The questions. Can we continue to “use” the Earth without limits, without sense? Can we continue to destroy, consume, throw away? Is a “sustainable” life possible? Are conferences, campaigns, grapevines on the internet enough?
Is there not perhaps a need for a simple yet epic gesture? A new and ancient gesture?
The facts and figures. 5,200 kilometres, 6 months on a rowing boat, day and night, 1 million oar strokes on the Rhine and Danube from the English Channel to the Black Sea. And to help him across 15 countries from London to Istanbul, and passing through Italy (boat launch), England, France, Belgium, Germany, Austria, Slovakia, Hungary, Croatia, Serbia, Romania, Bulgaria, Moldavia, Ukraine and Turkey, there will only be the wind and a sail. All of this not for a sporting achievement but to build a new relationship with nature, water and rivers.

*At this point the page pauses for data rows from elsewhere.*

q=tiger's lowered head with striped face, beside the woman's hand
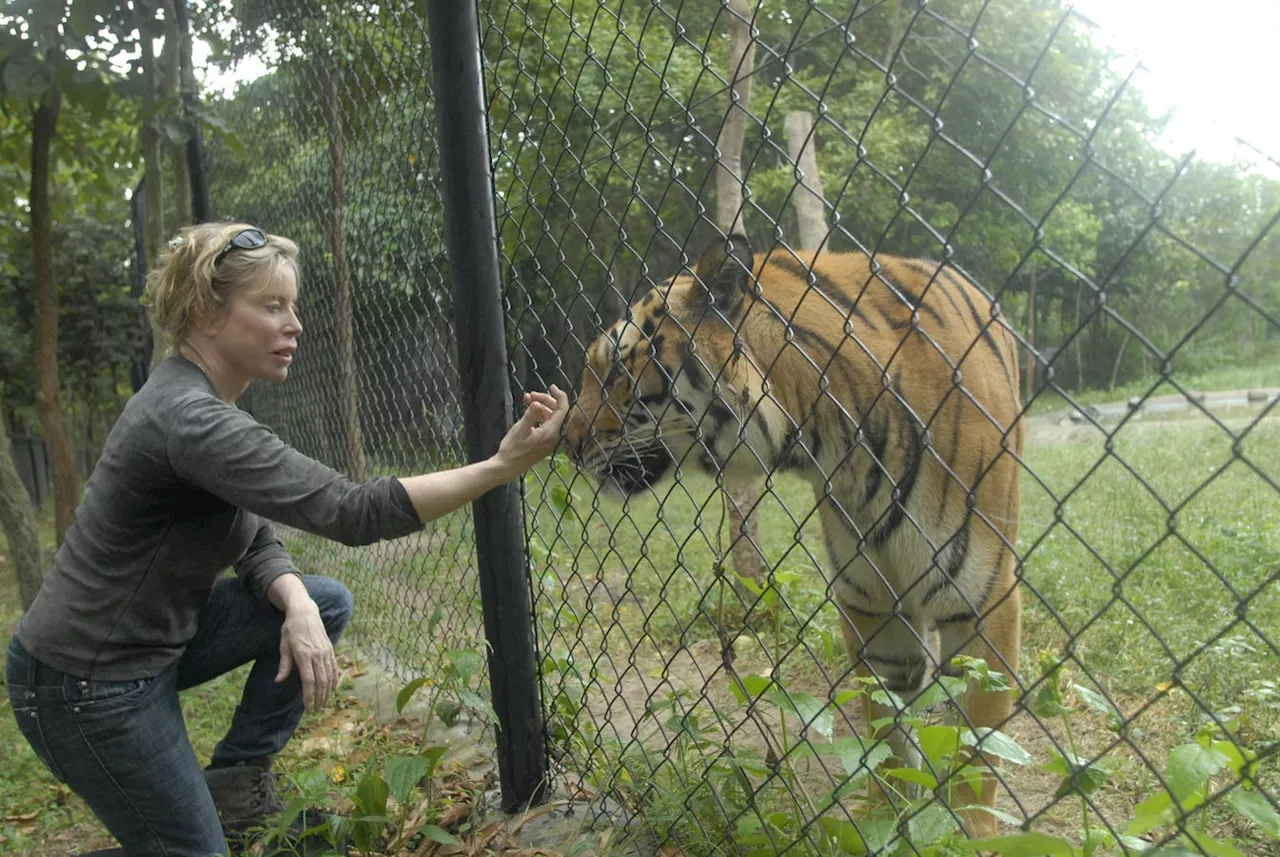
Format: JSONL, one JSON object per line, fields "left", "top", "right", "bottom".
{"left": 564, "top": 234, "right": 755, "bottom": 496}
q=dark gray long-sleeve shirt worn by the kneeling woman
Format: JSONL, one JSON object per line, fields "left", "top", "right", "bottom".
{"left": 17, "top": 357, "right": 422, "bottom": 680}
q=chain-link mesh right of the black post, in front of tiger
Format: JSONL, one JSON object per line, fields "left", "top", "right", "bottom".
{"left": 481, "top": 0, "right": 1280, "bottom": 854}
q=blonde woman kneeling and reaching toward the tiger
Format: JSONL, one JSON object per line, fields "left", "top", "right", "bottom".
{"left": 6, "top": 223, "right": 568, "bottom": 857}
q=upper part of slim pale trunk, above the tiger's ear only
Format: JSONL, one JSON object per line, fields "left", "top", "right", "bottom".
{"left": 716, "top": 0, "right": 755, "bottom": 234}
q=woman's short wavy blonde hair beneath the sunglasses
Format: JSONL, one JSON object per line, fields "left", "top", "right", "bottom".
{"left": 142, "top": 221, "right": 298, "bottom": 354}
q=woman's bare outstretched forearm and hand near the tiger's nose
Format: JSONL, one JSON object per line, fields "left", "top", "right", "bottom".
{"left": 401, "top": 384, "right": 568, "bottom": 523}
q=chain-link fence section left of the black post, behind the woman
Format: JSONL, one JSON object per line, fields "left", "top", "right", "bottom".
{"left": 210, "top": 1, "right": 489, "bottom": 728}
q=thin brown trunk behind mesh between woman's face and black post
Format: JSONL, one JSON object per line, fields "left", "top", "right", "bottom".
{"left": 324, "top": 69, "right": 367, "bottom": 481}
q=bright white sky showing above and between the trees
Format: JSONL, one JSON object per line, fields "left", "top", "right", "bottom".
{"left": 193, "top": 0, "right": 1280, "bottom": 161}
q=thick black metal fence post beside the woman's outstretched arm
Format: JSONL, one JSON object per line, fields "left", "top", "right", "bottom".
{"left": 426, "top": 0, "right": 547, "bottom": 812}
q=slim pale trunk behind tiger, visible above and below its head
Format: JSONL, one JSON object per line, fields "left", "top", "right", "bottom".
{"left": 716, "top": 0, "right": 767, "bottom": 596}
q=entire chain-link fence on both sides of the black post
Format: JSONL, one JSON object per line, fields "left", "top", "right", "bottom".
{"left": 204, "top": 0, "right": 1280, "bottom": 854}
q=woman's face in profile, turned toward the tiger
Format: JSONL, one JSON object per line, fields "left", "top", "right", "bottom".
{"left": 211, "top": 265, "right": 302, "bottom": 382}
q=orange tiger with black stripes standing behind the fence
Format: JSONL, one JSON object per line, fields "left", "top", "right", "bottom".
{"left": 564, "top": 233, "right": 1024, "bottom": 837}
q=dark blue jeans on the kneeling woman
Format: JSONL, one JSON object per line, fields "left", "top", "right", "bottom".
{"left": 6, "top": 574, "right": 352, "bottom": 857}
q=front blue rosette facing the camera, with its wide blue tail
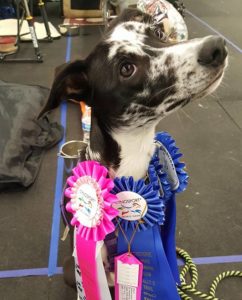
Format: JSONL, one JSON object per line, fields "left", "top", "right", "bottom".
{"left": 113, "top": 176, "right": 180, "bottom": 300}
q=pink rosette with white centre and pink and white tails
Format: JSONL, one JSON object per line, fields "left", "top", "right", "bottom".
{"left": 65, "top": 161, "right": 118, "bottom": 300}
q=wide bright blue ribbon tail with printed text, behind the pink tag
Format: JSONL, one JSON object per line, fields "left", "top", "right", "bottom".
{"left": 118, "top": 225, "right": 180, "bottom": 300}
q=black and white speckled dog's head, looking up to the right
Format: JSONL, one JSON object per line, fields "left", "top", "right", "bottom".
{"left": 42, "top": 10, "right": 227, "bottom": 128}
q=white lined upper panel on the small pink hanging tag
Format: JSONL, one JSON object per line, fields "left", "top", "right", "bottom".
{"left": 117, "top": 261, "right": 139, "bottom": 287}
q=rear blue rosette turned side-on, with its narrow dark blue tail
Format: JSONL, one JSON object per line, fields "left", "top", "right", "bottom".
{"left": 149, "top": 132, "right": 188, "bottom": 284}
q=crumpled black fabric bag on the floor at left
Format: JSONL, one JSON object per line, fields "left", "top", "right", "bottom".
{"left": 0, "top": 81, "right": 63, "bottom": 191}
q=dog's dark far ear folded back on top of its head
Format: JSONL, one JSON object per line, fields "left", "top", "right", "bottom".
{"left": 108, "top": 8, "right": 152, "bottom": 30}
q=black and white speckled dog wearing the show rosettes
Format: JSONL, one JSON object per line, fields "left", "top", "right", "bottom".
{"left": 40, "top": 9, "right": 228, "bottom": 298}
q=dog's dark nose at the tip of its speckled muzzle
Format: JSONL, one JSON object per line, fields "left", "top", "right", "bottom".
{"left": 198, "top": 36, "right": 228, "bottom": 67}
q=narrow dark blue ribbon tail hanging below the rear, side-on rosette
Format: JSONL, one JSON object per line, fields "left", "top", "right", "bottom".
{"left": 161, "top": 194, "right": 180, "bottom": 285}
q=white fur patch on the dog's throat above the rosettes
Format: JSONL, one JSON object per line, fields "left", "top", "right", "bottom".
{"left": 112, "top": 127, "right": 155, "bottom": 180}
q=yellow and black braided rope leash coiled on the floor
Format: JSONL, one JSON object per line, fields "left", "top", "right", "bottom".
{"left": 176, "top": 248, "right": 242, "bottom": 300}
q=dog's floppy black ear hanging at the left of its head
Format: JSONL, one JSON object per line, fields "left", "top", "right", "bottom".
{"left": 39, "top": 60, "right": 89, "bottom": 116}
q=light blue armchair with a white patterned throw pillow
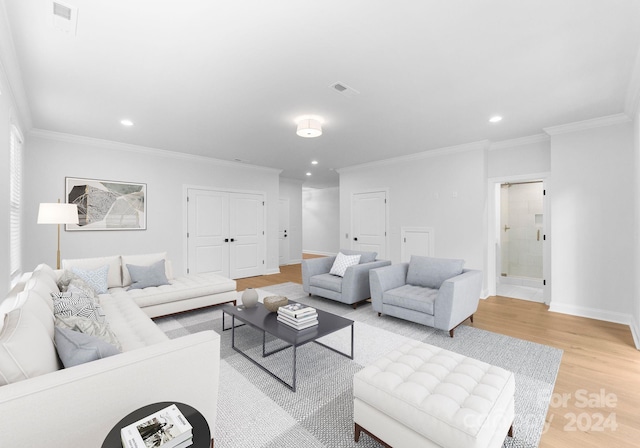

It is the feat of 44 year old Giacomo De Stefano, born in Asti but Venetian by adoption. He is more than just an environmentalist. He defines himself as a “new world traveller”. The miracle of the feat is written in the budget: 0 euro. It is centred on a “gift economy”, cost-free. Private businesses, friends, partners: they are working with him, providing him with tools and ideas; they are creating conditions to make possible something exceptional.
Man on the river. In April, “Man on the River” will begin in London. Six months in a rowing boat, using only his arms, the arms of a man who describes a new humanism, beyond the technology of engines with a thousand horse-power.
Why “Man on the River”?
For centuries, rivers have been the principal thoroughfares for linking civilisations, and of supplying water to human communities. It is no coincidence that almost all major cities have grown on the banks of a river. Today, most waterways are left to themselves, favouring other forms of polluting and costly transport and, worse, dumping both urban and industrial waste and sewage into the rivers, bringing a slow death upon river life.
With “Man on the River” Giacomo wants to give centrality back to the rivers that flow through Europe: beginning in the Thames, he will cross the English Channel, follow the French canals to Strasbourg, then enter the Rhine up to Nürnberg; he will then enter the Danube, crossing Vienna, Bratislava and Belgrade until he reaches the Black Sea. From there on to Istanbul for an expected total duration of five months.
In the wake of his boat he will also try to trace life in a new world, the way to new economic opportunities, a form of tourism which is more respectful and sustainable. Demonstrating that not only can one travel with little and respect nature but that this form of tourism is immensely more emotionally-rich and satisfying.
Change if you can. “Man on the River”: a journey across the heart of Europe, a green heart that is searching to destroy a black and polluted heart, with the cry “Change if you can”.
Could it be the original and alluring European version of the American “Change”?